The Prettiest Butterfly

What if our souls were like butterflies? Yours and mine. Two butterflies. You and me. Soul mates.

And just like butterflies, we were a little bit different from each other? Each with different colors. Different symmetrically patterned wings. Uniquely shaped and sized.

What if our two individual spirits were no longer bound in caterpillar form? No more pain of metamorphosis. No more fighting impossible survival odds. No more struggling to transform from mere larvae into winged creatures.

No more crawling on our bellies, chewing tough, ridiculously high-fiber leaves, only to excrete frass from our backends.

No more hiding on the undersides of plants, helpless as slugs, which is a pretty crappy defense against predators.

No longer living incarcerated within this chrysalis we call “being human.”

What if our souls were up there? Flying. Way up in the sky. Soaring. Our wings, catching the first flickers of sunlight at daybreak. Effortlessly fluttering.

Two butterflies. Sailing high over the Great Wall of China. Winging through the rainforests of northwestern Brazil and Colombia. Whizzing along the Grand Canyon. Together. You and me.

What if, as butterflies, the limits of physics no longer applied to us?

For one thing, gravity isn’t an issue anymore for butterflies. We leap off buildings and we’re fine. Even if we choose not to flap our wings, we still survive the fall. Because we can’t “fall” anymore. We’re not heavy enough.

Likewise, as butterflies we no longer have to search for food and water, eking out an existence. The world is now our buffet.

No more coarse green leaves for supper. No more muddy drinking water. We flit through the air, landing on beautiful flowers, sipping nectar as easily as wine comes in at the mouth, and love comes in at the eye.
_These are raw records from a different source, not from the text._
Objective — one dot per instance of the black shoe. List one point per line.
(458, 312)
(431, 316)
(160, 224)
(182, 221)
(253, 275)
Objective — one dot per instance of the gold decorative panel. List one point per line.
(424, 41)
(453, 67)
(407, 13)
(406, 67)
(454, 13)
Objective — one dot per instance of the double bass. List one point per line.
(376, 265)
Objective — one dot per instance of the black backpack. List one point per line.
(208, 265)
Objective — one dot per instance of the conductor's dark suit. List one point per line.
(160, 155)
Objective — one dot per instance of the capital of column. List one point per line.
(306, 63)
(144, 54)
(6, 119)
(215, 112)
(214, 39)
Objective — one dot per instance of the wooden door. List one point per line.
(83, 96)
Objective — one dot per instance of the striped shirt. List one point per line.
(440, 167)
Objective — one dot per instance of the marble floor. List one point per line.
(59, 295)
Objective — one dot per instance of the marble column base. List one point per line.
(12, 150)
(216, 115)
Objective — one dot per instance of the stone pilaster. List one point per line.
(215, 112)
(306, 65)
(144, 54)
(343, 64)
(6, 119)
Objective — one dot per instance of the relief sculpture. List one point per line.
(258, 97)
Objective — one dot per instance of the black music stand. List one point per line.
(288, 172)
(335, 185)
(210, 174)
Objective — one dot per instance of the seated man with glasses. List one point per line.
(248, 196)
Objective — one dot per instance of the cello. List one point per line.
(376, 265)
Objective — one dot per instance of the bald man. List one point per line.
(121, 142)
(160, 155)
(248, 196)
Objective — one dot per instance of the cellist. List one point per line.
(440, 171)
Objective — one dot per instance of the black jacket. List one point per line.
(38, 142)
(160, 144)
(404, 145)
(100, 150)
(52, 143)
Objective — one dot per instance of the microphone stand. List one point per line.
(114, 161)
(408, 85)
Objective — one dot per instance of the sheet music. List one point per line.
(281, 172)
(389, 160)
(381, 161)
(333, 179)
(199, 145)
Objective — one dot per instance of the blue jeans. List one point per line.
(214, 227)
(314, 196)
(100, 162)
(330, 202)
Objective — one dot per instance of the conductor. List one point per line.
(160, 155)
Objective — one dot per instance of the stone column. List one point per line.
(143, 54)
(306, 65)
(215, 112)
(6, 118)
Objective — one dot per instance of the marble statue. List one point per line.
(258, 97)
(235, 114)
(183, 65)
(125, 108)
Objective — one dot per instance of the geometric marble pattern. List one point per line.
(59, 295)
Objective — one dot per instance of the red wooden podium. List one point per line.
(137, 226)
Oh, it’s great being a butterfly. Indescribably great. In fact, there is no way to even communicate HOW GREAT all this butterflying is to our caterpillar brethren. Caterpillars don’t even have ears.

But…

What if, at some point, all this butterflying becomes—well—old news? It’s not that we don’t love it. We do. But where’s the variety? Being a butterfly is definitely awesome, but let’s be honest, it’s predictable.

Same routine every day. Wake up. Fly around. Eat flower-candy. Repeat. There are no close shaves. Predators can’t catch us. No weeping. No troubles.

Certainly, life is sweet. But how can we TRULY taste sweetness if we’ve never tasted salty, or bitter? How can anyone know anything without first knowing its opposite?

Without black, what is white? Without suffering, what is gladness? Without hell, what is heaven?

So what if, after a while, our two butterfly heroes decide to take a break from butterflying?

What if they decided to play a game? Sort of like hide and seek. What if they agreed to become caterpillars once again? Thereby, going through the trouble of being larvae; enduring the unspeakable hurt of living on the ground, once more.

Thus, experiencing birth. Death. Growing pains. Fear. Loss of loved ones. The sting of rejection. The agony of being earthbound. Choosing to undergo all this suffering; all this madness; all this confusion and sorrow; all this unpredictability, for the reward at the end.

This reward, you could say, is the point of their whole existence. The entire objective of their lives. Which is:

To find each other.

Well.

That’s us. Two butterflies. You and me. Soul mates.

Happy birthday, Jamie. My beautiful and magnificent butterfly.